Activists blocked the Chiltern Tunnel compound at West Hyde Hertfordshire, the largest HS2 work site, from seven o’clock in the morning until dusk with high bamboo structures placed in front of the entrance.
Twenty-one activists were arrested at the site.
One Extinction Rebellion activist said: “Arrested people were charged with wilfully stopping lawful workers”.
This charge is in accordance with Section 241 of the Trade Union and Labour Relations Act. This law has historically been used against fracking protestors, workers striking in their workplace and various types of environmental protestors.
Activists argue that if the construction HS2 is completed, it will cause widespread damage to the environment.
Phase 2b of the planned high-speed railway will see the construction of a new station near Manchester Airport and the expansion of Manchester Piccadilly, as well as the construction of a new railway.
Woodland Trust, UK’s largest conservatory charity, reports that HS2 is a direct threat to ancient woods, with 108 woods at risk of loss or damage.
HS2 also puts some animal species under threat of local extinction.

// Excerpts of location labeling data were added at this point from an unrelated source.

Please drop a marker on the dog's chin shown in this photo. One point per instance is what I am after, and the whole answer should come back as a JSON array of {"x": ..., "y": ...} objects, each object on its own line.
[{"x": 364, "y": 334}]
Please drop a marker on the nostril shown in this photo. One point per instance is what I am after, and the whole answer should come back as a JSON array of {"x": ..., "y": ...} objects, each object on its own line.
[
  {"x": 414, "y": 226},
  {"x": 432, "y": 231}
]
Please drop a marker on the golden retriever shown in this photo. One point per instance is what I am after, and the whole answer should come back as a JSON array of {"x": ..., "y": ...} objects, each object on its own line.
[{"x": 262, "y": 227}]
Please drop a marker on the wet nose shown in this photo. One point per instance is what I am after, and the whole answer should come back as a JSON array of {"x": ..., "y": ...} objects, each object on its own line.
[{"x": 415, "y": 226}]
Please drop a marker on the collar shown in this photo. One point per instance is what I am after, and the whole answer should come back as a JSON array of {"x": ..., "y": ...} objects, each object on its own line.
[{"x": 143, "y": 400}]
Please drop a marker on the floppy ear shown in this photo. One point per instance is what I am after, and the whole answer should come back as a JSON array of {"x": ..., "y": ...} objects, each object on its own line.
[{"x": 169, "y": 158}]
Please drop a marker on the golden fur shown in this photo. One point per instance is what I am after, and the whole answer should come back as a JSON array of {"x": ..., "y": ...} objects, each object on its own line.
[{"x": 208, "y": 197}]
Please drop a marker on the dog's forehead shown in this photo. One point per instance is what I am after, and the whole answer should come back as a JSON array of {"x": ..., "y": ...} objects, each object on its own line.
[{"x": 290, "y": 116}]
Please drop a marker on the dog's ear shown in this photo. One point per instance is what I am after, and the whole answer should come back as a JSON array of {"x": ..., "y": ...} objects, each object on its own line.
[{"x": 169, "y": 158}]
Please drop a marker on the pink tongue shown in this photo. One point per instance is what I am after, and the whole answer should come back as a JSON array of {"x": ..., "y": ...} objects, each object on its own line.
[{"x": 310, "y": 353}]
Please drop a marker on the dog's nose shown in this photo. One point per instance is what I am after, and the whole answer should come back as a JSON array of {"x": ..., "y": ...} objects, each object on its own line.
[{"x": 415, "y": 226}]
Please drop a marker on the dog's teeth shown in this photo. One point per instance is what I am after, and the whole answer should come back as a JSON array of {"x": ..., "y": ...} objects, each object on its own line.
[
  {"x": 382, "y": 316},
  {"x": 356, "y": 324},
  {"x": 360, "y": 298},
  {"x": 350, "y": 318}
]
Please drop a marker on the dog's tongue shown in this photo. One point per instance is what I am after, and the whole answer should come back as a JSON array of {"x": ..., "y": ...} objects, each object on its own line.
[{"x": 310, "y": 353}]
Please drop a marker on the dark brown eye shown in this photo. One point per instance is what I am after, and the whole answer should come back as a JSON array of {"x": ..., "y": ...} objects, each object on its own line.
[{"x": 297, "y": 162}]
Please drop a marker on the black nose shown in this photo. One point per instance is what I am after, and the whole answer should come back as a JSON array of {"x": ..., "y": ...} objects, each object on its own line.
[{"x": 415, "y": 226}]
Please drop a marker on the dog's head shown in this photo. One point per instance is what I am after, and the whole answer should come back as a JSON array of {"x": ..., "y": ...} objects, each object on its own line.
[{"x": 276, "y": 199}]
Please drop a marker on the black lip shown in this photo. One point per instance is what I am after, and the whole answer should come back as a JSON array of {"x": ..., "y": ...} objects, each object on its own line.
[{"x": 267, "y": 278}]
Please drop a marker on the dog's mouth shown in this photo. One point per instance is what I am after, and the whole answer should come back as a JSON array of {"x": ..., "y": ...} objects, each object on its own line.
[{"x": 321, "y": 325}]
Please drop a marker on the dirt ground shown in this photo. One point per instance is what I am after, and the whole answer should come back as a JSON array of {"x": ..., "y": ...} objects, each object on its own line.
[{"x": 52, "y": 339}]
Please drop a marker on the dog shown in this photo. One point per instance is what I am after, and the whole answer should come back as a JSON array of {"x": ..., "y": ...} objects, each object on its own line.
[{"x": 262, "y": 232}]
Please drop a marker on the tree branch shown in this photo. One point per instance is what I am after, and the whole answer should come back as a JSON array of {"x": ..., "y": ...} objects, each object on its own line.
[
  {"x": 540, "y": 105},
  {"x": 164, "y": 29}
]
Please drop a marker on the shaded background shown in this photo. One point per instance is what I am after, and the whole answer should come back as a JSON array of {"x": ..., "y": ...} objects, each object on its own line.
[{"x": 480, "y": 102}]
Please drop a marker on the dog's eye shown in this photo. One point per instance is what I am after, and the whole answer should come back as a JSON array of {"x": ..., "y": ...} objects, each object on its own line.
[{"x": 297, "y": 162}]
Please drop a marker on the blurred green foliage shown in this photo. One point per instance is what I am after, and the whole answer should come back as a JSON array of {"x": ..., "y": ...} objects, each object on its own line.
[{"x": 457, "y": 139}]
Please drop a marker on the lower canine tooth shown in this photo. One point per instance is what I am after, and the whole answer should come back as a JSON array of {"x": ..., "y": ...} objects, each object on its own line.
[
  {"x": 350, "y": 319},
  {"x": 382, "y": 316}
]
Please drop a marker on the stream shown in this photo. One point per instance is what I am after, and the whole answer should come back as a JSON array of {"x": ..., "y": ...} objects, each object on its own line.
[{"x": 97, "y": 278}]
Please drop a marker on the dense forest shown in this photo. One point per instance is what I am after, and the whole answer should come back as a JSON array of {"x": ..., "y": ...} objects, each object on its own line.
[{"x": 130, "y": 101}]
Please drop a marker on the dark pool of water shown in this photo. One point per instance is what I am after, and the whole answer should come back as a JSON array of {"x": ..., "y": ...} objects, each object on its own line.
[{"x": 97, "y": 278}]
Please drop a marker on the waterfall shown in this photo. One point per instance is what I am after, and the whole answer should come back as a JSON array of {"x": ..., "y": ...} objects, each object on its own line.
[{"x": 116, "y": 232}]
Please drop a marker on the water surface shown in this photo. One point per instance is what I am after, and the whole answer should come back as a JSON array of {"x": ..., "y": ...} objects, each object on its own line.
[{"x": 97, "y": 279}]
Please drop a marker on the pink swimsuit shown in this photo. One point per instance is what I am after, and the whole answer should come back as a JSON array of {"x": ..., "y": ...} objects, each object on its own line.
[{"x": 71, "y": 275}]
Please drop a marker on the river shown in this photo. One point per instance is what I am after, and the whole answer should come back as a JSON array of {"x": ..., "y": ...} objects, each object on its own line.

These animals include Willow Tit bird, White-Clawed Crayfish and the Dingy Skipper Butterfly.
On top of being a threat to the environment, HS2 also has impacts on social life. According to HS2 Ltd., the company behind the project, around 888 homes and 985 businesses are being demolished to make way for the project. Some people were thrown out of their historic family homes and communities.
Activists pledge that they will not stop staging actions until HS2 is halted.